Çin yönetimi ise Pelosi'nin ziyareti sırasında kendi kıyılarından 170 kilometre uzaktaki Tayvan'ın çevresinde 3 günlük bir tatbikat başlatmıştı. Karadan havaya füzeler, savaş uçakları ve gemileri harekete geçirilmiş, hatta bir füze atılarak Tayvan karasularına düşürülmüştü.
Gerginlik, Pelosi'nin adadan ayrılışıyla bitmedi. Pekin yönetimi, askeri tatbikatı 9 gün daha devam ettirdi. Devasa Çin ordusu karşısında son derece zayıf bir askeri güce sahip olan Tayvan yönetimi, Pekin'in kendilerini işgal edeceğini duyurdu. Çin yönetimi ise kendi eyaleti olarak gördüğü Tayvan'ın barışçıl olarak kendilerine bağlanacağını ancak askeri bir saldırı ya da dışarıdan müdahale olduğu takdirde güç kullanacaklarını söyledi.

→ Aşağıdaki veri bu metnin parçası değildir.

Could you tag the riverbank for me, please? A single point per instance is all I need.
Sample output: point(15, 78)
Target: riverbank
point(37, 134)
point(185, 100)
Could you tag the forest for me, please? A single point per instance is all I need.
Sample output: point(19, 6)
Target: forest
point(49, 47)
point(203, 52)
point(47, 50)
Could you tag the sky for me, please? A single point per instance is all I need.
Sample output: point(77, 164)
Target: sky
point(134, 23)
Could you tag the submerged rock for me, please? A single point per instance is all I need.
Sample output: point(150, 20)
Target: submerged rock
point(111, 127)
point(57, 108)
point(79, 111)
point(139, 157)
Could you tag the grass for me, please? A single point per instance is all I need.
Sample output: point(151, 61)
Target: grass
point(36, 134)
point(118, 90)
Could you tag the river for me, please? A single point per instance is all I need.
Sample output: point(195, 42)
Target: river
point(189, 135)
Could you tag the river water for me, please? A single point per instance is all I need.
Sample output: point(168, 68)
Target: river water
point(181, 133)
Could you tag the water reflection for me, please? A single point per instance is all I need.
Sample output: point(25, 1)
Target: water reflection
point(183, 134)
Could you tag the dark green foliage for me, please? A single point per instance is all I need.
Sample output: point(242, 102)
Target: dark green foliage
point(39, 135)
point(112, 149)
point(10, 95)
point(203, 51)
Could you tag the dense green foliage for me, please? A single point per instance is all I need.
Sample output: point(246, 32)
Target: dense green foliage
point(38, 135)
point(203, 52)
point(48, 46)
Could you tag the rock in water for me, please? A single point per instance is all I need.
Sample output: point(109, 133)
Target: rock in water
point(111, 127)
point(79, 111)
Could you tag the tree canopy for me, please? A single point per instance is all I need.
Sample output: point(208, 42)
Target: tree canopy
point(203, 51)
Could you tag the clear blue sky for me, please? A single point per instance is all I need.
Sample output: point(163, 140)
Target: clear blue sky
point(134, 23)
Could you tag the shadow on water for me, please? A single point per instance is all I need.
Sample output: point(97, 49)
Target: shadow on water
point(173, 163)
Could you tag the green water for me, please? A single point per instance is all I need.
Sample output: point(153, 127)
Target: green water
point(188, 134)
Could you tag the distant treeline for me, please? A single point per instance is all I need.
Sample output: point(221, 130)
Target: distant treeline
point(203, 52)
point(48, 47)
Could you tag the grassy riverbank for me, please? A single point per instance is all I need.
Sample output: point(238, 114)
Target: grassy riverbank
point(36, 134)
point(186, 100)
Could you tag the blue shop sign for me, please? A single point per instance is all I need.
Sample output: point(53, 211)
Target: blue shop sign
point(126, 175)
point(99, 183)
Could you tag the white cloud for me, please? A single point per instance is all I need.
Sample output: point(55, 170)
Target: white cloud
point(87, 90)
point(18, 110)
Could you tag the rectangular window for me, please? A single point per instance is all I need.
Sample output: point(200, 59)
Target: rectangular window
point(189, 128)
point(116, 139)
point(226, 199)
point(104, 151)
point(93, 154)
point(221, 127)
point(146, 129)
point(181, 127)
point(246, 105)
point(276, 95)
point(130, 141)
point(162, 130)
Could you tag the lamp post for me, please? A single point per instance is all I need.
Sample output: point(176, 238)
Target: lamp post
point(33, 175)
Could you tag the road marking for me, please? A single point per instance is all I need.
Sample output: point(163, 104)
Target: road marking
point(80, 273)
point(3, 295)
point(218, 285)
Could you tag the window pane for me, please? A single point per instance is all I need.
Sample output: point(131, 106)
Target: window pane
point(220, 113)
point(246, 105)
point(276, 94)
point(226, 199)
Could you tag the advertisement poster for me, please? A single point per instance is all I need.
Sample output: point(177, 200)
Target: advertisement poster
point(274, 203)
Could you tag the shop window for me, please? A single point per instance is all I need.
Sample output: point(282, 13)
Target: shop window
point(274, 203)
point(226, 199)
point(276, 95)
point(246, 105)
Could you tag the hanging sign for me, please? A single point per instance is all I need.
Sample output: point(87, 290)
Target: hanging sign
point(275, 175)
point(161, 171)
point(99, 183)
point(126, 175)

166 ada üzerinde yaşayan 23,5 milyon Tayvanlı büyük bir askeri gerilimin ortasına itilmiş durumda kalmış oldu.
Öte yandan dünyanın en büyük iki emperyalist devleti arasındaki gerilim bir üst seviyeye de çıktı. Çin, ABD ile askeri diyalogu kesti. İklim kriziyle, sınır ötesi suçlarla ve yasa dışı göçle mücadele gibi konularda da artık işbirliği yapmayacağını duyurdu. ABD ise zaten Çin'i başlıca hasmı olarak görüyor. Biden yönetimi geçen ay yapılan NATO toplantısında Çin'in asıl düşman olduğu tezini kabul ettirmişti.
Ukrayna'da savaş on binlerce kayıpla birlikte tüm dünyada ekonomik krizi körüklerken, emperyalistler arası rekabet sonucu sıcak çatışmalar potansiyeli taşıyan ikinci bölge Asya Pasifik olarak öne çıkıyor. Ne Tayvanlıların ne de Çin halkının, bu emperyalist rekabetten herhangi bir çıkarı yok.